Robertson devotes a chapter to Marcus's chronic health problems. Marcus endured chest and stomach pains, poor appetite, and recurring illness, yet spent over a decade commanding legions on the northern frontier. Drawing on Stoic and Epicurean teachings (Epicureanism being a rival philosophical school), Marcus employed cognitive distancing to separate judgments about pain from pain itself, active acceptance rather than resistance, and contemplation of impermanence.

The book's account of the Marcomannic Wars, fought against Germanic and Sarmatian tribes along the Danube, illustrates Marcus's Stoicism under extreme pressure. After Lucius's death, Marcus took sole command of roughly 140,000 troops with no prior military experience. He used the Stoic "reserve clause," undertaking actions while accepting that outcomes are not entirely under his control, and practiced "premeditation of adversity," visualizing worst-case scenarios each morning to build emotional resilience. He cultivated an "inner citadel," insisting that true peace comes from the quality of one's thoughts rather than external circumstances.

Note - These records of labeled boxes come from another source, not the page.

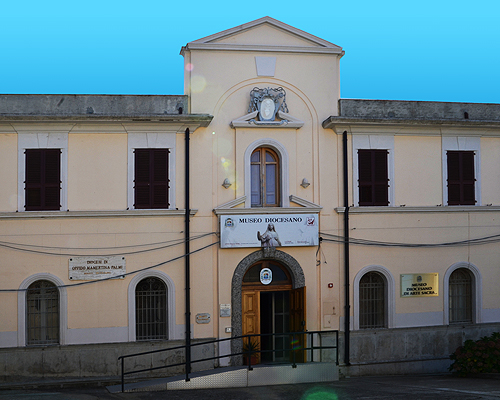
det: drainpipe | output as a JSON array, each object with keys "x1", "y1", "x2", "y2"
[
  {"x1": 342, "y1": 131, "x2": 351, "y2": 365},
  {"x1": 184, "y1": 128, "x2": 191, "y2": 382}
]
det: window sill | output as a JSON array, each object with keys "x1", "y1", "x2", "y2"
[
  {"x1": 0, "y1": 209, "x2": 198, "y2": 219},
  {"x1": 335, "y1": 206, "x2": 500, "y2": 214}
]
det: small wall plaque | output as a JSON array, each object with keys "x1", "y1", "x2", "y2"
[{"x1": 220, "y1": 304, "x2": 231, "y2": 317}]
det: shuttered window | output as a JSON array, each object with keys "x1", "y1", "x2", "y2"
[
  {"x1": 134, "y1": 149, "x2": 169, "y2": 208},
  {"x1": 24, "y1": 149, "x2": 61, "y2": 211},
  {"x1": 446, "y1": 151, "x2": 476, "y2": 206},
  {"x1": 250, "y1": 147, "x2": 280, "y2": 207},
  {"x1": 358, "y1": 150, "x2": 389, "y2": 206}
]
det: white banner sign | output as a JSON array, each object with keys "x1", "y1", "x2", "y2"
[
  {"x1": 220, "y1": 214, "x2": 319, "y2": 248},
  {"x1": 69, "y1": 256, "x2": 126, "y2": 281},
  {"x1": 401, "y1": 273, "x2": 439, "y2": 297}
]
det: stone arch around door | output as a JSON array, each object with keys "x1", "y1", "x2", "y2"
[{"x1": 231, "y1": 248, "x2": 306, "y2": 353}]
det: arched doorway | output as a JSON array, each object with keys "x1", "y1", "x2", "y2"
[{"x1": 232, "y1": 249, "x2": 306, "y2": 362}]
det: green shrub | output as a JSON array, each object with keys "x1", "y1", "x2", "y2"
[{"x1": 449, "y1": 332, "x2": 500, "y2": 376}]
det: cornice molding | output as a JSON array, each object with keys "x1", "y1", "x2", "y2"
[
  {"x1": 0, "y1": 209, "x2": 198, "y2": 219},
  {"x1": 334, "y1": 206, "x2": 500, "y2": 214},
  {"x1": 322, "y1": 116, "x2": 500, "y2": 136}
]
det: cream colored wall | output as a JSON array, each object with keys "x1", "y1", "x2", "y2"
[
  {"x1": 184, "y1": 27, "x2": 340, "y2": 337},
  {"x1": 0, "y1": 134, "x2": 17, "y2": 212},
  {"x1": 394, "y1": 135, "x2": 443, "y2": 206},
  {"x1": 68, "y1": 133, "x2": 127, "y2": 211},
  {"x1": 481, "y1": 137, "x2": 500, "y2": 205}
]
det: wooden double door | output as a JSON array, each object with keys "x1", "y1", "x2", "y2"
[{"x1": 242, "y1": 260, "x2": 306, "y2": 362}]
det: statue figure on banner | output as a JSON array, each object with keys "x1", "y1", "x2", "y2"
[{"x1": 257, "y1": 223, "x2": 281, "y2": 247}]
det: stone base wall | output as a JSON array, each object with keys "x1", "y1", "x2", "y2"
[
  {"x1": 0, "y1": 339, "x2": 217, "y2": 382},
  {"x1": 339, "y1": 323, "x2": 500, "y2": 376}
]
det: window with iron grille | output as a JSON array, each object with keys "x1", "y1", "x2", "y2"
[
  {"x1": 449, "y1": 268, "x2": 472, "y2": 324},
  {"x1": 135, "y1": 277, "x2": 168, "y2": 340},
  {"x1": 358, "y1": 150, "x2": 389, "y2": 206},
  {"x1": 359, "y1": 272, "x2": 387, "y2": 329},
  {"x1": 446, "y1": 151, "x2": 476, "y2": 206},
  {"x1": 26, "y1": 280, "x2": 59, "y2": 346},
  {"x1": 24, "y1": 149, "x2": 61, "y2": 211},
  {"x1": 250, "y1": 147, "x2": 280, "y2": 207},
  {"x1": 134, "y1": 149, "x2": 169, "y2": 209}
]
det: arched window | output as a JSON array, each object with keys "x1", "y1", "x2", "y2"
[
  {"x1": 135, "y1": 277, "x2": 168, "y2": 340},
  {"x1": 26, "y1": 280, "x2": 60, "y2": 346},
  {"x1": 359, "y1": 272, "x2": 387, "y2": 329},
  {"x1": 250, "y1": 147, "x2": 280, "y2": 207},
  {"x1": 448, "y1": 268, "x2": 473, "y2": 324}
]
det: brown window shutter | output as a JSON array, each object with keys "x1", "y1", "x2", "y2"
[
  {"x1": 134, "y1": 149, "x2": 169, "y2": 209},
  {"x1": 446, "y1": 151, "x2": 476, "y2": 206},
  {"x1": 358, "y1": 150, "x2": 389, "y2": 206},
  {"x1": 25, "y1": 149, "x2": 61, "y2": 211},
  {"x1": 151, "y1": 149, "x2": 169, "y2": 208}
]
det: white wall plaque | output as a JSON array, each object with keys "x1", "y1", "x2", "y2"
[
  {"x1": 220, "y1": 304, "x2": 231, "y2": 317},
  {"x1": 196, "y1": 313, "x2": 210, "y2": 324},
  {"x1": 220, "y1": 214, "x2": 319, "y2": 248},
  {"x1": 69, "y1": 256, "x2": 126, "y2": 281}
]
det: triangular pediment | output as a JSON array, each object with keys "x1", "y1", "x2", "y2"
[{"x1": 186, "y1": 17, "x2": 343, "y2": 54}]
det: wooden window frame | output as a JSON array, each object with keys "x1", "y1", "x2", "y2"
[
  {"x1": 135, "y1": 276, "x2": 169, "y2": 341},
  {"x1": 250, "y1": 147, "x2": 281, "y2": 207},
  {"x1": 358, "y1": 149, "x2": 389, "y2": 206},
  {"x1": 24, "y1": 149, "x2": 62, "y2": 211},
  {"x1": 25, "y1": 279, "x2": 61, "y2": 346},
  {"x1": 133, "y1": 148, "x2": 170, "y2": 209},
  {"x1": 446, "y1": 150, "x2": 477, "y2": 206},
  {"x1": 359, "y1": 271, "x2": 388, "y2": 329},
  {"x1": 448, "y1": 268, "x2": 474, "y2": 324}
]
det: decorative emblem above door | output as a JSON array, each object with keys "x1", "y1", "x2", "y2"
[{"x1": 231, "y1": 87, "x2": 304, "y2": 128}]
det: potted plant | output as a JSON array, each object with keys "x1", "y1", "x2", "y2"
[{"x1": 243, "y1": 337, "x2": 260, "y2": 365}]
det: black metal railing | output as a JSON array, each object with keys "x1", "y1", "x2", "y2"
[{"x1": 118, "y1": 331, "x2": 339, "y2": 392}]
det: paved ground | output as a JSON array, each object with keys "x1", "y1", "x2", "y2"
[{"x1": 0, "y1": 375, "x2": 500, "y2": 400}]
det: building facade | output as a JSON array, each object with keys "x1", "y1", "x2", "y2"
[{"x1": 0, "y1": 17, "x2": 500, "y2": 378}]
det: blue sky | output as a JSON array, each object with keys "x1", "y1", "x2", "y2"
[{"x1": 0, "y1": 0, "x2": 500, "y2": 103}]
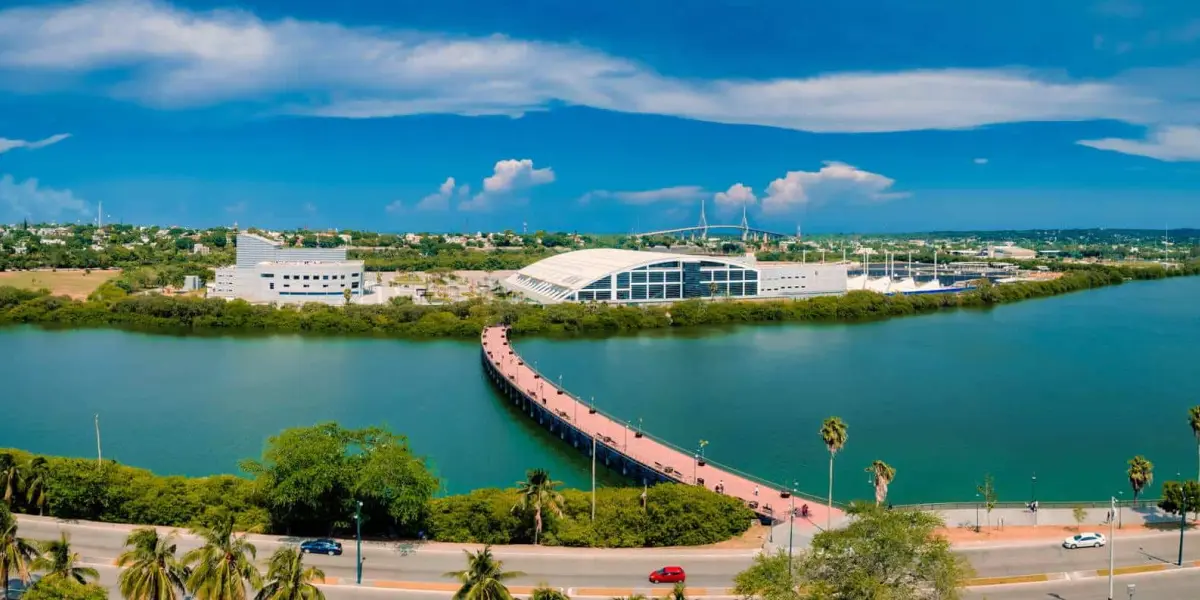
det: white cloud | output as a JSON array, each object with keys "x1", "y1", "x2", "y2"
[
  {"x1": 713, "y1": 184, "x2": 757, "y2": 209},
  {"x1": 0, "y1": 133, "x2": 71, "y2": 154},
  {"x1": 762, "y1": 161, "x2": 908, "y2": 214},
  {"x1": 580, "y1": 186, "x2": 708, "y2": 204},
  {"x1": 0, "y1": 175, "x2": 91, "y2": 220},
  {"x1": 1078, "y1": 125, "x2": 1200, "y2": 162},
  {"x1": 0, "y1": 0, "x2": 1195, "y2": 132},
  {"x1": 460, "y1": 158, "x2": 554, "y2": 210}
]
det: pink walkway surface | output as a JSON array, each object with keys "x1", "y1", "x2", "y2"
[{"x1": 482, "y1": 326, "x2": 841, "y2": 527}]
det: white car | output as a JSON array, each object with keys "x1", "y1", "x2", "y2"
[{"x1": 1062, "y1": 533, "x2": 1108, "y2": 550}]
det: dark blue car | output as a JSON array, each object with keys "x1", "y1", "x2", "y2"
[{"x1": 300, "y1": 540, "x2": 342, "y2": 557}]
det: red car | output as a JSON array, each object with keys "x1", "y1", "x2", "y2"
[{"x1": 650, "y1": 566, "x2": 688, "y2": 583}]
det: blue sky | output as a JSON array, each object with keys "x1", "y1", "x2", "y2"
[{"x1": 0, "y1": 0, "x2": 1200, "y2": 232}]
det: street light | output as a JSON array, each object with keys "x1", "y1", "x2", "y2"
[{"x1": 354, "y1": 500, "x2": 362, "y2": 586}]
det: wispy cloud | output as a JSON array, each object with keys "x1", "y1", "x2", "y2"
[
  {"x1": 1079, "y1": 125, "x2": 1200, "y2": 162},
  {"x1": 762, "y1": 161, "x2": 908, "y2": 214},
  {"x1": 0, "y1": 133, "x2": 71, "y2": 154},
  {"x1": 580, "y1": 186, "x2": 708, "y2": 205},
  {"x1": 0, "y1": 175, "x2": 91, "y2": 220},
  {"x1": 0, "y1": 0, "x2": 1195, "y2": 132}
]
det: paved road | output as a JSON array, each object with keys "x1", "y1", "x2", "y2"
[
  {"x1": 964, "y1": 570, "x2": 1200, "y2": 600},
  {"x1": 20, "y1": 517, "x2": 1200, "y2": 588}
]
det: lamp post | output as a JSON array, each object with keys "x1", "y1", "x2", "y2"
[
  {"x1": 1109, "y1": 497, "x2": 1117, "y2": 600},
  {"x1": 354, "y1": 500, "x2": 362, "y2": 586},
  {"x1": 1030, "y1": 473, "x2": 1038, "y2": 527}
]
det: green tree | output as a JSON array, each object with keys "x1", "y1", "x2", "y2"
[
  {"x1": 184, "y1": 516, "x2": 263, "y2": 600},
  {"x1": 799, "y1": 503, "x2": 971, "y2": 600},
  {"x1": 1188, "y1": 404, "x2": 1200, "y2": 480},
  {"x1": 29, "y1": 533, "x2": 100, "y2": 584},
  {"x1": 25, "y1": 456, "x2": 48, "y2": 515},
  {"x1": 512, "y1": 469, "x2": 563, "y2": 545},
  {"x1": 0, "y1": 505, "x2": 37, "y2": 598},
  {"x1": 20, "y1": 577, "x2": 108, "y2": 600},
  {"x1": 866, "y1": 461, "x2": 896, "y2": 505},
  {"x1": 446, "y1": 546, "x2": 524, "y2": 600},
  {"x1": 529, "y1": 583, "x2": 571, "y2": 600},
  {"x1": 0, "y1": 452, "x2": 22, "y2": 508},
  {"x1": 116, "y1": 527, "x2": 188, "y2": 600},
  {"x1": 733, "y1": 550, "x2": 802, "y2": 600},
  {"x1": 821, "y1": 416, "x2": 850, "y2": 529},
  {"x1": 254, "y1": 546, "x2": 325, "y2": 600},
  {"x1": 1126, "y1": 455, "x2": 1154, "y2": 506},
  {"x1": 1158, "y1": 480, "x2": 1200, "y2": 516},
  {"x1": 976, "y1": 473, "x2": 996, "y2": 529}
]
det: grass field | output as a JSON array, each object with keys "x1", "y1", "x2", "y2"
[{"x1": 0, "y1": 269, "x2": 121, "y2": 299}]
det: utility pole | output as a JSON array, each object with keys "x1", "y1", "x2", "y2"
[
  {"x1": 1109, "y1": 497, "x2": 1117, "y2": 600},
  {"x1": 354, "y1": 500, "x2": 362, "y2": 586},
  {"x1": 96, "y1": 413, "x2": 104, "y2": 469},
  {"x1": 592, "y1": 433, "x2": 596, "y2": 521}
]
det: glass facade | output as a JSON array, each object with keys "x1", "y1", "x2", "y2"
[{"x1": 576, "y1": 259, "x2": 758, "y2": 302}]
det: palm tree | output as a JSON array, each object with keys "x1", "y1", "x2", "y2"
[
  {"x1": 184, "y1": 516, "x2": 263, "y2": 600},
  {"x1": 821, "y1": 416, "x2": 848, "y2": 529},
  {"x1": 25, "y1": 456, "x2": 49, "y2": 515},
  {"x1": 254, "y1": 546, "x2": 325, "y2": 600},
  {"x1": 29, "y1": 533, "x2": 100, "y2": 583},
  {"x1": 446, "y1": 546, "x2": 524, "y2": 600},
  {"x1": 1188, "y1": 404, "x2": 1200, "y2": 479},
  {"x1": 512, "y1": 469, "x2": 563, "y2": 545},
  {"x1": 116, "y1": 527, "x2": 188, "y2": 600},
  {"x1": 0, "y1": 511, "x2": 37, "y2": 598},
  {"x1": 866, "y1": 461, "x2": 896, "y2": 506},
  {"x1": 0, "y1": 452, "x2": 22, "y2": 506},
  {"x1": 1128, "y1": 455, "x2": 1154, "y2": 506}
]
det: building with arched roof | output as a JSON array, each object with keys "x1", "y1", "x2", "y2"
[{"x1": 502, "y1": 248, "x2": 846, "y2": 304}]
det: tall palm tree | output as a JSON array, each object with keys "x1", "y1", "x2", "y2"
[
  {"x1": 821, "y1": 416, "x2": 848, "y2": 529},
  {"x1": 512, "y1": 469, "x2": 563, "y2": 545},
  {"x1": 0, "y1": 452, "x2": 22, "y2": 506},
  {"x1": 254, "y1": 546, "x2": 325, "y2": 600},
  {"x1": 1128, "y1": 455, "x2": 1154, "y2": 506},
  {"x1": 184, "y1": 516, "x2": 263, "y2": 600},
  {"x1": 0, "y1": 511, "x2": 37, "y2": 598},
  {"x1": 1188, "y1": 404, "x2": 1200, "y2": 479},
  {"x1": 866, "y1": 461, "x2": 896, "y2": 506},
  {"x1": 116, "y1": 527, "x2": 187, "y2": 600},
  {"x1": 25, "y1": 456, "x2": 49, "y2": 515},
  {"x1": 29, "y1": 533, "x2": 100, "y2": 583},
  {"x1": 446, "y1": 546, "x2": 524, "y2": 600}
]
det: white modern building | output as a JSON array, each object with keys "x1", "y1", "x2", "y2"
[
  {"x1": 209, "y1": 233, "x2": 366, "y2": 305},
  {"x1": 502, "y1": 248, "x2": 846, "y2": 304}
]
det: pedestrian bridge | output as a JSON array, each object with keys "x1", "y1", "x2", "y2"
[{"x1": 472, "y1": 326, "x2": 842, "y2": 523}]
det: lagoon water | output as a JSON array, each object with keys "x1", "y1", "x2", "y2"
[{"x1": 0, "y1": 277, "x2": 1200, "y2": 504}]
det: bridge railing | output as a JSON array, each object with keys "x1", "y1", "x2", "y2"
[{"x1": 510, "y1": 341, "x2": 845, "y2": 509}]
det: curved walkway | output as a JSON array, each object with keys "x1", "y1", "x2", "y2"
[{"x1": 482, "y1": 326, "x2": 844, "y2": 527}]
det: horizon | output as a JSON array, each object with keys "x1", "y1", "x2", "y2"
[{"x1": 0, "y1": 0, "x2": 1200, "y2": 235}]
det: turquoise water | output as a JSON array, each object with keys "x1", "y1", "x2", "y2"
[{"x1": 0, "y1": 277, "x2": 1200, "y2": 503}]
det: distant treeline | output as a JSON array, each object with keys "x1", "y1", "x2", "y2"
[
  {"x1": 0, "y1": 422, "x2": 754, "y2": 547},
  {"x1": 0, "y1": 263, "x2": 1200, "y2": 338}
]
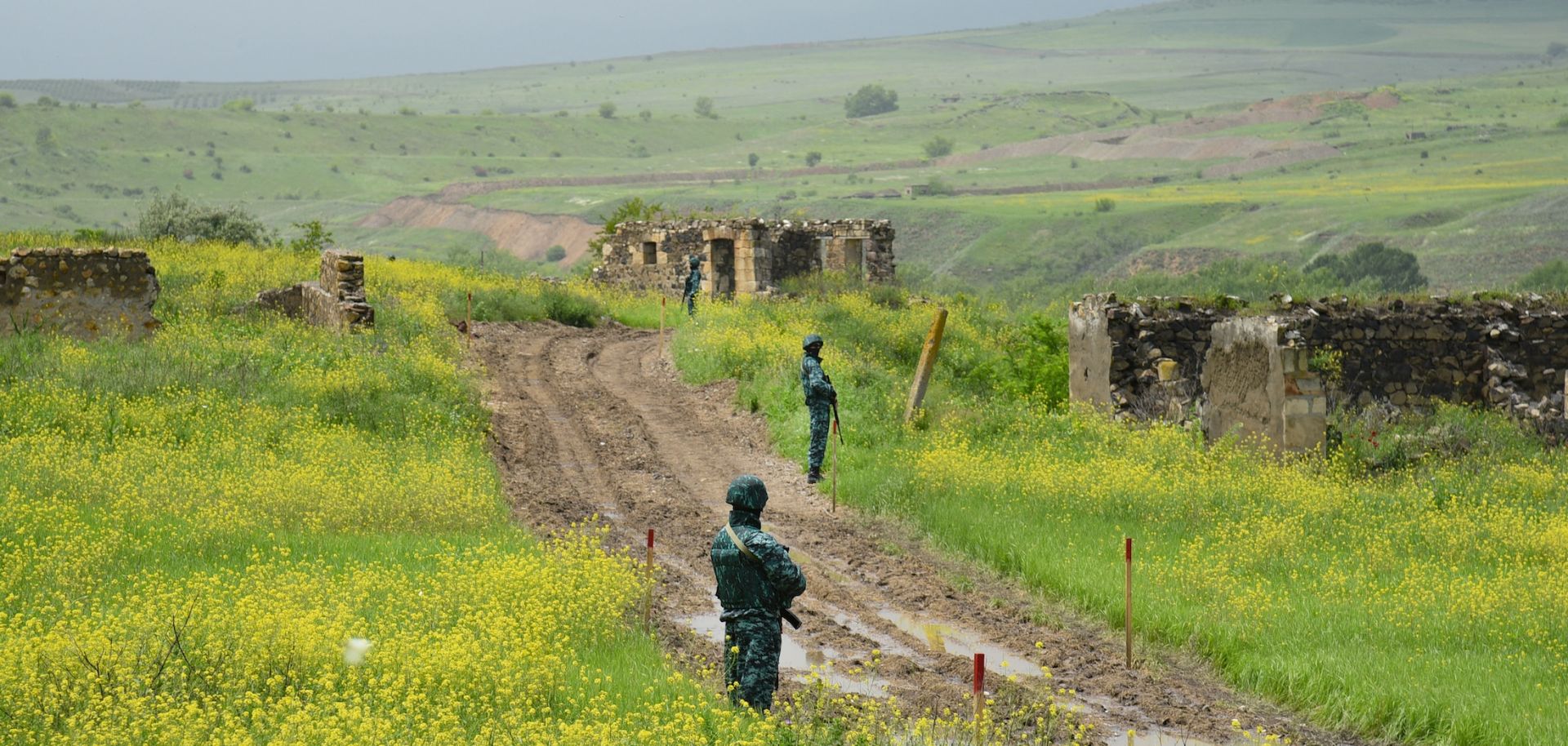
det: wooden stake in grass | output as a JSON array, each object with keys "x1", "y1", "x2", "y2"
[
  {"x1": 1121, "y1": 536, "x2": 1132, "y2": 668},
  {"x1": 828, "y1": 420, "x2": 839, "y2": 513},
  {"x1": 643, "y1": 528, "x2": 654, "y2": 630},
  {"x1": 903, "y1": 309, "x2": 947, "y2": 422}
]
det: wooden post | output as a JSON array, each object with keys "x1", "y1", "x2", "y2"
[
  {"x1": 903, "y1": 309, "x2": 947, "y2": 422},
  {"x1": 973, "y1": 654, "x2": 985, "y2": 730},
  {"x1": 1121, "y1": 536, "x2": 1132, "y2": 668},
  {"x1": 828, "y1": 420, "x2": 839, "y2": 513},
  {"x1": 643, "y1": 528, "x2": 654, "y2": 630}
]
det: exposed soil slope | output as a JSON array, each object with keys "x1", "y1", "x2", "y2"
[
  {"x1": 358, "y1": 198, "x2": 599, "y2": 265},
  {"x1": 472, "y1": 323, "x2": 1360, "y2": 744}
]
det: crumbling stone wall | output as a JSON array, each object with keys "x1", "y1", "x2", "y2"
[
  {"x1": 256, "y1": 249, "x2": 376, "y2": 331},
  {"x1": 595, "y1": 220, "x2": 895, "y2": 296},
  {"x1": 0, "y1": 247, "x2": 158, "y2": 340},
  {"x1": 1068, "y1": 295, "x2": 1568, "y2": 448}
]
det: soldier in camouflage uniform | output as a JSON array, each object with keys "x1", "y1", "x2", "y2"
[
  {"x1": 709, "y1": 475, "x2": 806, "y2": 712},
  {"x1": 800, "y1": 334, "x2": 839, "y2": 484},
  {"x1": 680, "y1": 254, "x2": 702, "y2": 317}
]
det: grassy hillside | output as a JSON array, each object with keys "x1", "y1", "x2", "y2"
[
  {"x1": 0, "y1": 0, "x2": 1568, "y2": 293},
  {"x1": 675, "y1": 291, "x2": 1568, "y2": 746}
]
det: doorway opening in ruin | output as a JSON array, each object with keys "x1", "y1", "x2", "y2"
[
  {"x1": 844, "y1": 238, "x2": 866, "y2": 278},
  {"x1": 707, "y1": 238, "x2": 735, "y2": 298}
]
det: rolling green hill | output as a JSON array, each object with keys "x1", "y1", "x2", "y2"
[{"x1": 0, "y1": 0, "x2": 1568, "y2": 290}]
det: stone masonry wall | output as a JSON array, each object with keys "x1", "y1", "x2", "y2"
[
  {"x1": 1068, "y1": 295, "x2": 1568, "y2": 448},
  {"x1": 0, "y1": 247, "x2": 158, "y2": 340},
  {"x1": 256, "y1": 249, "x2": 376, "y2": 331},
  {"x1": 595, "y1": 220, "x2": 895, "y2": 296}
]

The climactic crisis arrived when the general Avidius Cassius, commander of the eastern provinces, declared himself emperor in 175 AD, claiming Marcus was dead. Marcus responded without bitterness, promising clemency and expressing his desire "to be still a friend to one who has trodden friendship underfoot" (226). Three months later, Cassius was assassinated by his own officers. Marcus refused to view the severed head, ordered it buried, and wrote to the Senate pleading that no senator be punished and that Cassius's children be pardoned. Robertson uses this episode to present Marcus's strategies for managing anger, including the reminders that humans are social creatures, that nobody does wrong willingly, and that expecting imperfect people to act perfectly is irrational.

The final chapter is an extended internal monologue as Marcus lies dying. He reflects on the river of time carrying all things away, mourns his lost children and wife, and addresses Death as an old friend. His mind ascends in the Stoic "view from above" meditation, surveying the earth from a great height and perceiving humanity's struggles as insignificant against the vastness of the cosmos. He envisions the universe as a single living being and finds peace in the conviction that only philosophy can guide a person through life's uncertainty. The book closes with Marcus accepting that he will not live to see another sunrise and concluding that it does not matter.